Playing most of his career in Pittsburgh with the Pirates he never sought out reporters and in fact all but shunned them. He was never considered quotable and didn’t have a ready supply of quips or colorful stories to contribute to his celebrity image. He was sufficiently modest that when the ballgame was over he had his brother stand outside Forbes Field to sign autographs for adoring fans. Few people knew of the impersonation and there is no surviving information on what Robert Vaughan experienced in his role producing counterfeit signatures.

Later the Vaughan family, including wife Margaret, three daughters and a son, moved to Ukiah and lived on School Street. He liked playing card games, and when he visited a downtown cigar store (the long-gone Hub on West Standley Street?) he stood quietly to the side until asked to take a chair and join the game.

Everyone knew he was famous but Arky.

By then he played for Brooklyn, and to show how proud he was of his association with the team, he carefully removed all the telltale “Dodgers” insignia from the new blue jacket so as not to draw attention to himself. Modest indeed.

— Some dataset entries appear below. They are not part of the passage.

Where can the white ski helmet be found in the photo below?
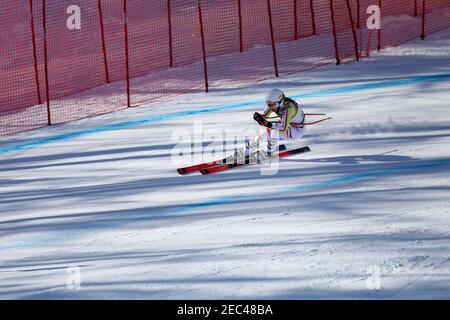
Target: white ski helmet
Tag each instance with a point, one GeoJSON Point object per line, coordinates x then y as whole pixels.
{"type": "Point", "coordinates": [275, 96]}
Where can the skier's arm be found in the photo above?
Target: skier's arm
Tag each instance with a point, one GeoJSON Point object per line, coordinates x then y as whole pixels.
{"type": "Point", "coordinates": [266, 112]}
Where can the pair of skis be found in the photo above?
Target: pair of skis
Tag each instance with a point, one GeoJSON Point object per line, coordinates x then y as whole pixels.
{"type": "Point", "coordinates": [222, 165]}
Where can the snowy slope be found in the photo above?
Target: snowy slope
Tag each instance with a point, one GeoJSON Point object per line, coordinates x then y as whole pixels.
{"type": "Point", "coordinates": [372, 198]}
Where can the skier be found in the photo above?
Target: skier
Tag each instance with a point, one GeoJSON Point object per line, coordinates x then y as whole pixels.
{"type": "Point", "coordinates": [289, 127]}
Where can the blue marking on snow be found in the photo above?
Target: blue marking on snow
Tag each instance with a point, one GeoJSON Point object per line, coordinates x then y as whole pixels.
{"type": "Point", "coordinates": [85, 227]}
{"type": "Point", "coordinates": [175, 115]}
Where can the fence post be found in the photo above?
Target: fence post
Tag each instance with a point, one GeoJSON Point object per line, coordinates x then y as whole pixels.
{"type": "Point", "coordinates": [355, 41]}
{"type": "Point", "coordinates": [47, 89]}
{"type": "Point", "coordinates": [241, 41]}
{"type": "Point", "coordinates": [202, 33]}
{"type": "Point", "coordinates": [102, 29]}
{"type": "Point", "coordinates": [272, 37]}
{"type": "Point", "coordinates": [33, 39]}
{"type": "Point", "coordinates": [358, 10]}
{"type": "Point", "coordinates": [422, 36]}
{"type": "Point", "coordinates": [295, 21]}
{"type": "Point", "coordinates": [333, 22]}
{"type": "Point", "coordinates": [313, 16]}
{"type": "Point", "coordinates": [127, 58]}
{"type": "Point", "coordinates": [169, 21]}
{"type": "Point", "coordinates": [379, 30]}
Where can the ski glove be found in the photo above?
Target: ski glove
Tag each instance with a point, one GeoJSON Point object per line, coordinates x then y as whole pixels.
{"type": "Point", "coordinates": [261, 121]}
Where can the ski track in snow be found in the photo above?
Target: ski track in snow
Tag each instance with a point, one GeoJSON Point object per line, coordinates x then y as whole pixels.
{"type": "Point", "coordinates": [373, 193]}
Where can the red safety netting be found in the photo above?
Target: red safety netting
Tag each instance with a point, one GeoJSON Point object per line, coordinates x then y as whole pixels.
{"type": "Point", "coordinates": [52, 74]}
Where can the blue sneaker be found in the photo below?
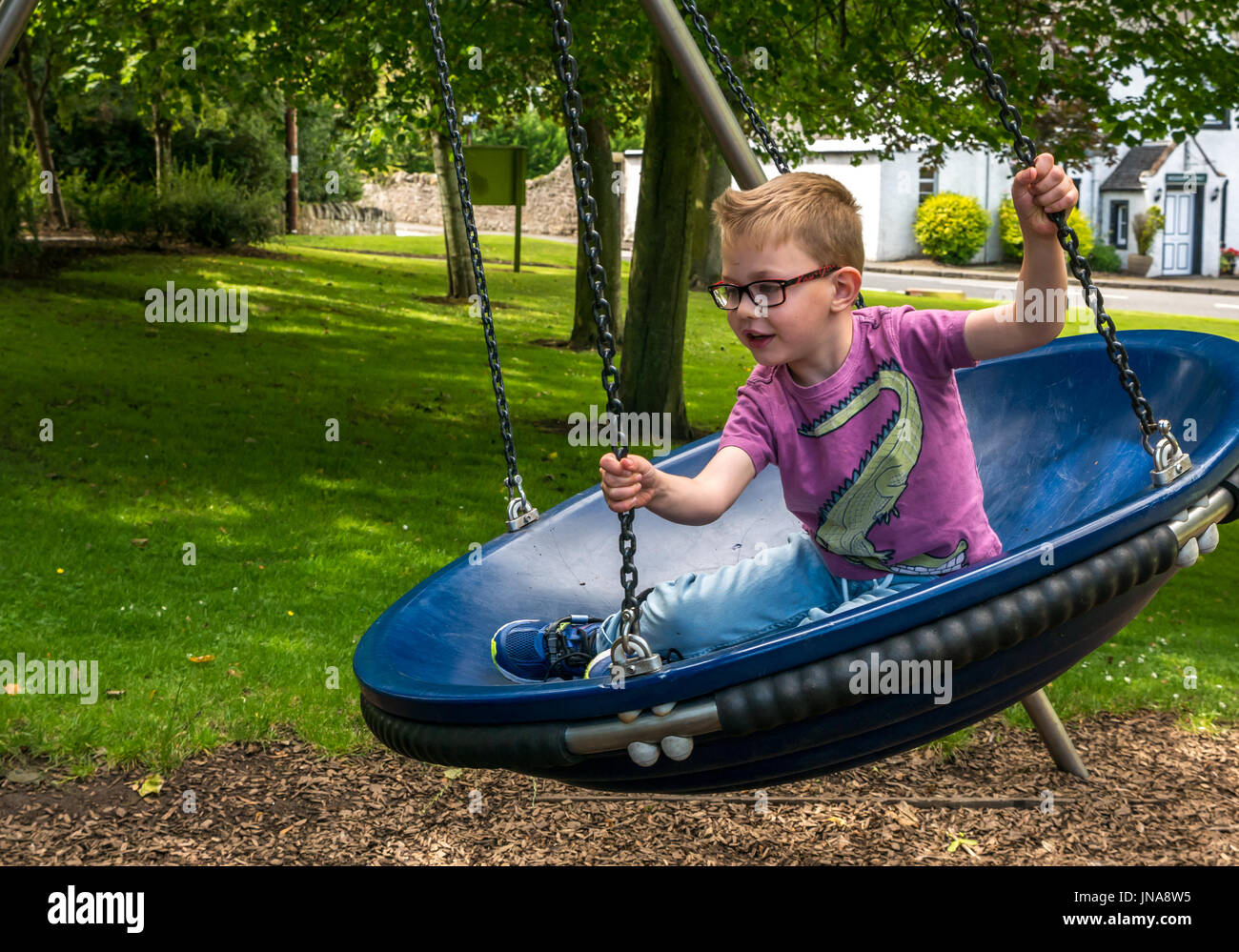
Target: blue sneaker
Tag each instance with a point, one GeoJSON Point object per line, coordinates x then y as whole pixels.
{"type": "Point", "coordinates": [531, 652]}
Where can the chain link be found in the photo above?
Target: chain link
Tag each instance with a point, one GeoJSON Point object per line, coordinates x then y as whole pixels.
{"type": "Point", "coordinates": [586, 210]}
{"type": "Point", "coordinates": [994, 85]}
{"type": "Point", "coordinates": [513, 480]}
{"type": "Point", "coordinates": [723, 65]}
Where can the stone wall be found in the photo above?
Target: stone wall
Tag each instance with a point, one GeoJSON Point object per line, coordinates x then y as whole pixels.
{"type": "Point", "coordinates": [343, 218]}
{"type": "Point", "coordinates": [550, 202]}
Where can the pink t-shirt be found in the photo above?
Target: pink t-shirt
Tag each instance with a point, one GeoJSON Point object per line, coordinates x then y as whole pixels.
{"type": "Point", "coordinates": [876, 460]}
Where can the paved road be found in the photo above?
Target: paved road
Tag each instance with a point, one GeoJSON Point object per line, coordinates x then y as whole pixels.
{"type": "Point", "coordinates": [1131, 299]}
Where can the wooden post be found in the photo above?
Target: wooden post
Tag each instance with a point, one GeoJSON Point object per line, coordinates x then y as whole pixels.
{"type": "Point", "coordinates": [290, 151]}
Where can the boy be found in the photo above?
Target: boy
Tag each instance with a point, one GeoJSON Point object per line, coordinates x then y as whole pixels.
{"type": "Point", "coordinates": [858, 409]}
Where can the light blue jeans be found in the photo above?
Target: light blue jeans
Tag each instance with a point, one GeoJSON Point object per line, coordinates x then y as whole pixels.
{"type": "Point", "coordinates": [779, 589]}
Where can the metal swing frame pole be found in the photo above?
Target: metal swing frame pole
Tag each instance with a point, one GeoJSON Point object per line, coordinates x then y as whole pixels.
{"type": "Point", "coordinates": [13, 15]}
{"type": "Point", "coordinates": [695, 72]}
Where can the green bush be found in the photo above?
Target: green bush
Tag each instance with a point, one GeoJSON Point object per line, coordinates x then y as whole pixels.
{"type": "Point", "coordinates": [1012, 237]}
{"type": "Point", "coordinates": [1104, 258]}
{"type": "Point", "coordinates": [115, 209]}
{"type": "Point", "coordinates": [193, 206]}
{"type": "Point", "coordinates": [201, 209]}
{"type": "Point", "coordinates": [1008, 231]}
{"type": "Point", "coordinates": [950, 227]}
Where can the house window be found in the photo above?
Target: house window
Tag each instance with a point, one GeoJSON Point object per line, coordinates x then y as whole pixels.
{"type": "Point", "coordinates": [928, 182]}
{"type": "Point", "coordinates": [1119, 225]}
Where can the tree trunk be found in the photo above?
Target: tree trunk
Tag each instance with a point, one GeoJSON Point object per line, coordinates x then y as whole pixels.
{"type": "Point", "coordinates": [610, 228]}
{"type": "Point", "coordinates": [12, 209]}
{"type": "Point", "coordinates": [290, 152]}
{"type": "Point", "coordinates": [162, 131]}
{"type": "Point", "coordinates": [461, 283]}
{"type": "Point", "coordinates": [670, 175]}
{"type": "Point", "coordinates": [706, 241]}
{"type": "Point", "coordinates": [38, 129]}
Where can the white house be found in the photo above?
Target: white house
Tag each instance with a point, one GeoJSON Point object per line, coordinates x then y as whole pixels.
{"type": "Point", "coordinates": [1189, 182]}
{"type": "Point", "coordinates": [887, 191]}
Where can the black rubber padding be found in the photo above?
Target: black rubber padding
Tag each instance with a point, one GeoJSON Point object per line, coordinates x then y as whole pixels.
{"type": "Point", "coordinates": [965, 638]}
{"type": "Point", "coordinates": [818, 688]}
{"type": "Point", "coordinates": [1231, 483]}
{"type": "Point", "coordinates": [512, 746]}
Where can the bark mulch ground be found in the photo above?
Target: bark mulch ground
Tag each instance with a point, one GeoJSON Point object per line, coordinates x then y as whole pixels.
{"type": "Point", "coordinates": [1157, 795]}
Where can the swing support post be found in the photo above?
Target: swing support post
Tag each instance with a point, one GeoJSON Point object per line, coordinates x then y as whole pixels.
{"type": "Point", "coordinates": [13, 15]}
{"type": "Point", "coordinates": [692, 66]}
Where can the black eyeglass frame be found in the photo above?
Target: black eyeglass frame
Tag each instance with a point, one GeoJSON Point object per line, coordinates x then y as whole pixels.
{"type": "Point", "coordinates": [783, 285]}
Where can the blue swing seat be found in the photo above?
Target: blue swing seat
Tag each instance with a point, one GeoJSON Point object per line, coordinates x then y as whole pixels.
{"type": "Point", "coordinates": [1061, 464]}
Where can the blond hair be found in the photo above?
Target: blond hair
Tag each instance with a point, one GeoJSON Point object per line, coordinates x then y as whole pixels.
{"type": "Point", "coordinates": [816, 211]}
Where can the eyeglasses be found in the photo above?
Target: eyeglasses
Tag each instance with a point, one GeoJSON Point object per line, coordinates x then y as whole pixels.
{"type": "Point", "coordinates": [772, 293]}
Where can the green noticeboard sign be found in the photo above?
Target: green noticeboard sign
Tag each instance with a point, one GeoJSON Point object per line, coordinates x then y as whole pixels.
{"type": "Point", "coordinates": [497, 176]}
{"type": "Point", "coordinates": [496, 173]}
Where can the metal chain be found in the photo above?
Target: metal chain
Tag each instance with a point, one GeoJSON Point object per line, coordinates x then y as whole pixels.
{"type": "Point", "coordinates": [994, 85]}
{"type": "Point", "coordinates": [723, 65]}
{"type": "Point", "coordinates": [586, 210]}
{"type": "Point", "coordinates": [518, 508]}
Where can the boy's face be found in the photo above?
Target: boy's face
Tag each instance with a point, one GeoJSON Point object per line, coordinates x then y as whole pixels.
{"type": "Point", "coordinates": [793, 330]}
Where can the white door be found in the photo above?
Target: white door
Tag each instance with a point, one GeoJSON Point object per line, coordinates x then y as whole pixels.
{"type": "Point", "coordinates": [1177, 234]}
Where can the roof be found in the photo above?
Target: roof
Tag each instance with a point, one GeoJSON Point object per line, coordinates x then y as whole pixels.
{"type": "Point", "coordinates": [1140, 159]}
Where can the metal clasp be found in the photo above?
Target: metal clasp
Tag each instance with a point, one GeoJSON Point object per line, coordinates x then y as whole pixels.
{"type": "Point", "coordinates": [1168, 457]}
{"type": "Point", "coordinates": [631, 652]}
{"type": "Point", "coordinates": [520, 514]}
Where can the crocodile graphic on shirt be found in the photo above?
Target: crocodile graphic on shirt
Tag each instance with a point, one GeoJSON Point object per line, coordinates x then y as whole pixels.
{"type": "Point", "coordinates": [871, 494]}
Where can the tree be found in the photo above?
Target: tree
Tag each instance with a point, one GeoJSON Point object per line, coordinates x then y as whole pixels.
{"type": "Point", "coordinates": [35, 89]}
{"type": "Point", "coordinates": [670, 177]}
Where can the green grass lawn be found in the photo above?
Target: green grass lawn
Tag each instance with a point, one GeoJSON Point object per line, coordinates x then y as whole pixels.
{"type": "Point", "coordinates": [174, 434]}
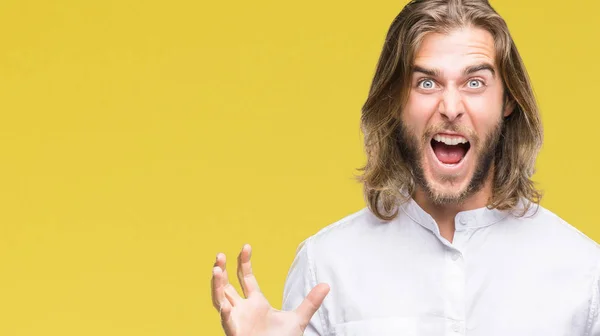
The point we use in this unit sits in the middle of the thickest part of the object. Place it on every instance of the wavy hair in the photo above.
(387, 179)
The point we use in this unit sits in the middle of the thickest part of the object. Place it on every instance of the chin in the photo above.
(447, 192)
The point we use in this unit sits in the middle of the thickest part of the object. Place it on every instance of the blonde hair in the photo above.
(387, 179)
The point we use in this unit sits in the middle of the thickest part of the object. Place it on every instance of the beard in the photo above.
(412, 151)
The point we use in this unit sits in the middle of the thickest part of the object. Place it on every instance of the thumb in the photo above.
(311, 303)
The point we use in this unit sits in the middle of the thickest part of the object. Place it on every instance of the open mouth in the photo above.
(450, 149)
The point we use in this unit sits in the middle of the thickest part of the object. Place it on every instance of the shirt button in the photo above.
(455, 327)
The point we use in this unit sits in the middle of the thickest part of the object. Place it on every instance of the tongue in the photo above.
(448, 154)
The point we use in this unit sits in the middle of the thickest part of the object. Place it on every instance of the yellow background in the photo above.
(139, 138)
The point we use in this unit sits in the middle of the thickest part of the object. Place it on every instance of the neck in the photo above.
(444, 214)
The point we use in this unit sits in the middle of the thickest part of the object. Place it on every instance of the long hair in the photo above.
(387, 179)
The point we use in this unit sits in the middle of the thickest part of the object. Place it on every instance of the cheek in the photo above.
(485, 113)
(418, 110)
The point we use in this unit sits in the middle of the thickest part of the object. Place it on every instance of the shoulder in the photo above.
(350, 228)
(549, 231)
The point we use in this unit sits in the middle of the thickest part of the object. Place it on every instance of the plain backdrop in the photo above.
(140, 138)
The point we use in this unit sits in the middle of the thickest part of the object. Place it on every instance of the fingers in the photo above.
(311, 303)
(244, 272)
(222, 291)
(218, 280)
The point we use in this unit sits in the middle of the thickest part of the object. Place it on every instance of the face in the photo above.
(452, 121)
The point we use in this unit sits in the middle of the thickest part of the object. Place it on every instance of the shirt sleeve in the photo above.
(593, 318)
(300, 280)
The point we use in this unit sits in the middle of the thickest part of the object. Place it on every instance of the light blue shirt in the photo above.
(501, 276)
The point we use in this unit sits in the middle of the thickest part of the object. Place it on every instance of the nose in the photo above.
(451, 105)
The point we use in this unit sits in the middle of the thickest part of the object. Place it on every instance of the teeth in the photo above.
(454, 140)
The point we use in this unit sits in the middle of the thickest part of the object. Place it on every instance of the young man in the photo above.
(453, 241)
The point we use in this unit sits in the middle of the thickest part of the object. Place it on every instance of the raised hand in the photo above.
(253, 315)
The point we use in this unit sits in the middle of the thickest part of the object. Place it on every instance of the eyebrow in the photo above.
(467, 71)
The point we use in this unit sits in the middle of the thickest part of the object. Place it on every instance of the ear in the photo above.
(509, 107)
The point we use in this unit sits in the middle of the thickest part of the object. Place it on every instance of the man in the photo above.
(453, 241)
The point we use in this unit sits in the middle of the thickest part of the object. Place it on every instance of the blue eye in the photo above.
(475, 84)
(426, 84)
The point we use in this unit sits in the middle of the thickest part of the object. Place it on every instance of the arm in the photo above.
(300, 280)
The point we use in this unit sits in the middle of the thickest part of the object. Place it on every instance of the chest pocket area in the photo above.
(388, 326)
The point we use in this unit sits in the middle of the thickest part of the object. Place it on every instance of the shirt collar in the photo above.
(464, 220)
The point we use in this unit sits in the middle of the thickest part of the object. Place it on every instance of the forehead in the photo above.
(456, 50)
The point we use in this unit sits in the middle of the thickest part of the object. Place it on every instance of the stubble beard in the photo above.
(413, 151)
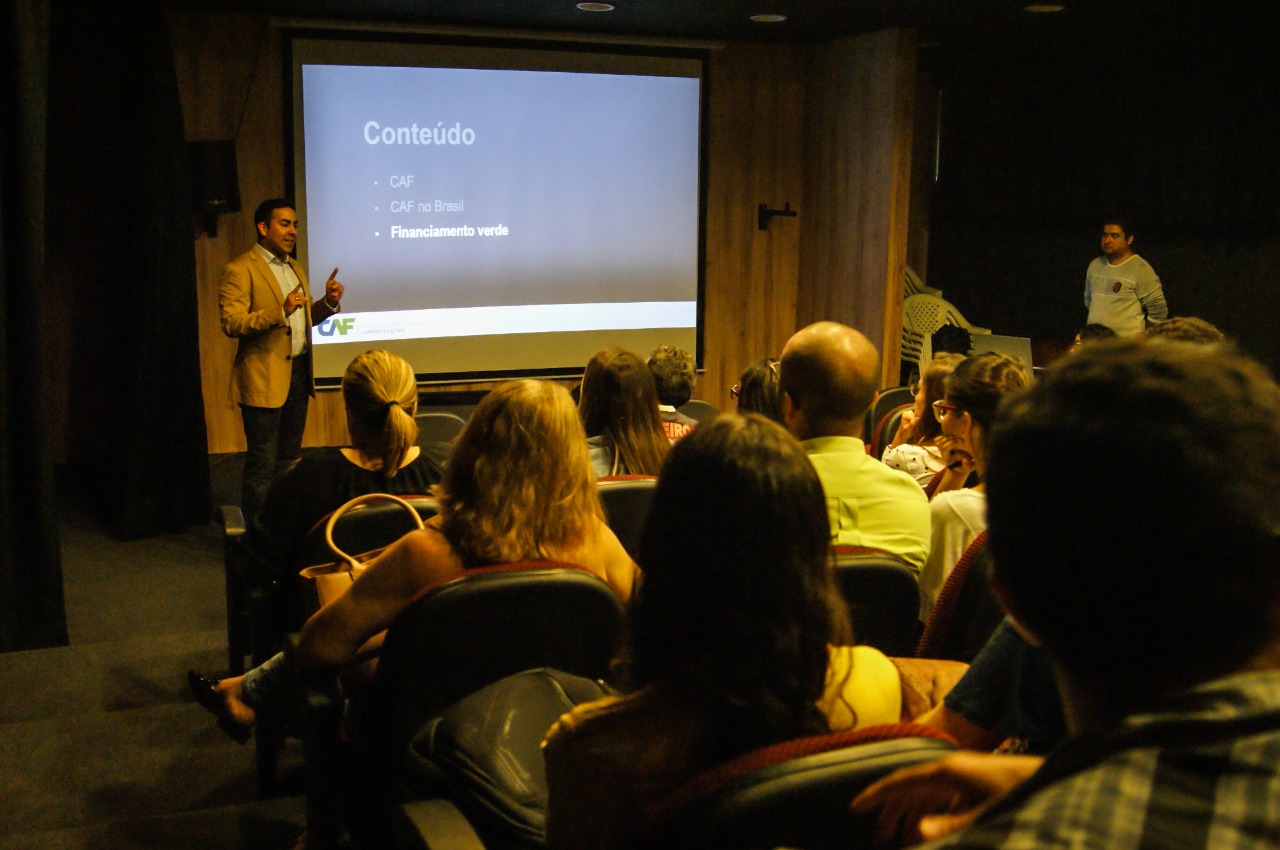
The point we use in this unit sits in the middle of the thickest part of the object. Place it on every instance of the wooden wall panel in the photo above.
(755, 151)
(858, 163)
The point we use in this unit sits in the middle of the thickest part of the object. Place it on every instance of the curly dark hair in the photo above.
(1134, 505)
(737, 602)
(981, 382)
(673, 374)
(618, 401)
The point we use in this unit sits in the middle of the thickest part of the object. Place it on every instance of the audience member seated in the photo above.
(730, 641)
(973, 393)
(620, 411)
(379, 392)
(915, 447)
(757, 391)
(1187, 329)
(827, 382)
(1150, 579)
(673, 375)
(1008, 698)
(519, 488)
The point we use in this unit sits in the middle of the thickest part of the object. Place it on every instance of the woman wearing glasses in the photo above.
(917, 446)
(973, 393)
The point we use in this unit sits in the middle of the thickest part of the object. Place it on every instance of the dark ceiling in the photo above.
(808, 21)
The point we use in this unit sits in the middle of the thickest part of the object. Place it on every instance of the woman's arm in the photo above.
(620, 570)
(334, 635)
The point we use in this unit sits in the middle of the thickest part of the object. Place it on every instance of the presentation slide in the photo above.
(497, 220)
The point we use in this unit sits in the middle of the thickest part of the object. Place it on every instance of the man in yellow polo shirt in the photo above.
(827, 380)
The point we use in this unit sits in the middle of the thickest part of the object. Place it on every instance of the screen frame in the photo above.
(293, 142)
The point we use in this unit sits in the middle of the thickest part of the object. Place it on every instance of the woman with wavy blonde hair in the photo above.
(519, 485)
(517, 488)
(379, 391)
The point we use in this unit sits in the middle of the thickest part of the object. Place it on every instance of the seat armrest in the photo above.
(434, 825)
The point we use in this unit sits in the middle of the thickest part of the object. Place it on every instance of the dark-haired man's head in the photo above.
(673, 374)
(1187, 329)
(827, 380)
(277, 224)
(1116, 238)
(1134, 505)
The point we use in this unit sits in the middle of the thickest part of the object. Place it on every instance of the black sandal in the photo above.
(205, 690)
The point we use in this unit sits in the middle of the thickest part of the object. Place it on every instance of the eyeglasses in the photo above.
(945, 408)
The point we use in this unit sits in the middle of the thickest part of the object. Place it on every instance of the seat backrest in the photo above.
(883, 598)
(967, 609)
(364, 529)
(626, 499)
(488, 748)
(438, 428)
(700, 410)
(885, 429)
(795, 794)
(470, 631)
(887, 400)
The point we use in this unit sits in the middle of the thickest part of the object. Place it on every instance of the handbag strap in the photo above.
(352, 561)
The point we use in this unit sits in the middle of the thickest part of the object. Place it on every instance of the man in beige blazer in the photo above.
(265, 304)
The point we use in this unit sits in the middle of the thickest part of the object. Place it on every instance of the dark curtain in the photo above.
(119, 195)
(31, 576)
(1160, 112)
(1168, 118)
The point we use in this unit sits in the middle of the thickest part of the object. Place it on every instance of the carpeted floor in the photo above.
(100, 744)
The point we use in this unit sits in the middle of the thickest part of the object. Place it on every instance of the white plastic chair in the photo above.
(922, 315)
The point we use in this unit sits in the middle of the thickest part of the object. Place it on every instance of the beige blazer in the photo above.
(252, 311)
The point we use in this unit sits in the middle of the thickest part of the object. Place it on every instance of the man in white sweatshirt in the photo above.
(1121, 291)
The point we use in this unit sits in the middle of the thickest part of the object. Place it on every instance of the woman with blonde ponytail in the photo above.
(380, 394)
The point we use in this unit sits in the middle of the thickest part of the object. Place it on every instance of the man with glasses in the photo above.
(827, 380)
(1156, 601)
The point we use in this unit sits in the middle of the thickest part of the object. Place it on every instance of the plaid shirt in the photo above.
(1203, 771)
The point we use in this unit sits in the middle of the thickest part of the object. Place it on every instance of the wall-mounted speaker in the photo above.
(214, 181)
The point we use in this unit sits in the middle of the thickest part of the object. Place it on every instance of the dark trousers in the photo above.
(274, 438)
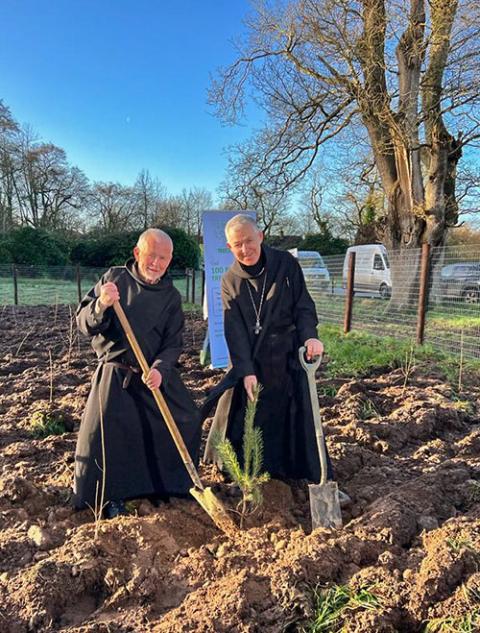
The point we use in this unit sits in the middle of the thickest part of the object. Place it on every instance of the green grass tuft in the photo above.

(NOTE: While with the Dodgers, Vaughan had a teammate named Dolph Camilli who played first base, which meant half the Brooklyn infield was made up of players from two of the smallest towns in remote Mendocino County.)

He loved to hunt and fish so perhaps there is irony mingled with the tragedy of him drowning in 1952 at Lost Lake near Eaglesville, CA., while fishing with a buddy. Arky Vaughan was 40 years old.

His oldest daughter, Patricia, who lived in Ukiah, represented the family at ceremonies for his induction into the Major League Baseball Hall of Fame.

“He never sought fame or glory. He played baseball…the way he lived, with all his heart and soul and to the best of his ability. And in his induction into the Hall of Fame today the fame and glory he never sought are his forever.” 

Frank Garland’s “ARKY: The baseball life of Joseph Floyd ‘Arky’ Vaughan” is published by McFarland & Co., Jefferson, NC. Get a copy at the Mendocino Book Company or online.